Ryan Smith plays the run well and shows toughness, but he was far too often exposed in coverage last year. He saw far too many snaps on defense and is best suited for special teams duties. Robert McClain is another undersized Tampa corner coming off a below average campaign. At 30-years-old, McClain has bounced around the league and is overmatched by bigger slot receivers although effort or aggressive certainly isn’t an issue with him. Every one of Tampa Bay’s cornerbacks needs bumped down a rung with the addition of a top prospect added to the equation at this position.
Safety is also a problem spot and the Bucs have been linked heavily to Derwin James or Minkah Fitzpatrick with the seventh selection overall. Of course either would be a welcome addition, even though they are very different prospects. But this isn’t a real diverse or expansive defensive scheme. Would Tampa Bay use the fantastic versatility that either James or Fitzpatrick bring to the table and maximize these great prospects abilities? That is highly debatable.

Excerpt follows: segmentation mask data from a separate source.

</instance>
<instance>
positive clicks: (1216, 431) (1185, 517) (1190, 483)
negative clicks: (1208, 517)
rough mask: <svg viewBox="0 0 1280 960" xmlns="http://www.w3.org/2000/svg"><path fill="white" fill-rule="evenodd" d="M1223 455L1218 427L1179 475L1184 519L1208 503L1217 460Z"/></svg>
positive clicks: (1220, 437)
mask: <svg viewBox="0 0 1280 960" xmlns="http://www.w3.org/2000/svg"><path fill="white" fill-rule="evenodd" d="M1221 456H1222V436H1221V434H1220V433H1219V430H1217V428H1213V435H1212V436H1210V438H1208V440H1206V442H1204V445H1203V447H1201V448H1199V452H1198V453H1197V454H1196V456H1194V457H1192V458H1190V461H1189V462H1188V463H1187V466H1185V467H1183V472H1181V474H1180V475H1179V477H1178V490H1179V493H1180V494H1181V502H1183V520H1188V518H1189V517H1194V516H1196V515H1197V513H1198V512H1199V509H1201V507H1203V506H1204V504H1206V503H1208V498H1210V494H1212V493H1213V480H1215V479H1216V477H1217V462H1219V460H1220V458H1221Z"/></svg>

Nonetheless, the Buccaneers certainly need more safety help. Chris Conte, Keith Tandy and last year’s second round selection, Justin Evans, are the safeties of note right now. Tandy absolutely should be a backup and special teams player. Conte was actually one of the Buccaneers best cover men, but he isn’t a great tackler and isn’t likely to be the long-term starter answer. Meanwhile, Evans is highly promising a deep defender with great range and athletic ability.
The second level of Tampa Bay’s defense has been the most reliable and stable aspect of this side of the ball for some time now. Much of that is because Lavonte David remains one of the very best in the business, even though he rarely gets credit for his consistent greatness. His recognition skills and pursuit are absolutely amongst the best in the game. Kwon Alexander and Kendall Beckwith are more hit or miss, but do have talent as run-and-hit second level players. This is a very rangy and athletic group overall, with Beckwith more a downhill hammer than David or Alexander, who are the superior athletes.
There is no doubt that last year was a disappointing one for Tampa Bay. This team looks like one that is closer to a contender than a team that earned the seventh overall pick in the draft, but the Buccaneers are also pretty squarely behind New Orleans, Atlanta and Carolina is the league’s most difficult division.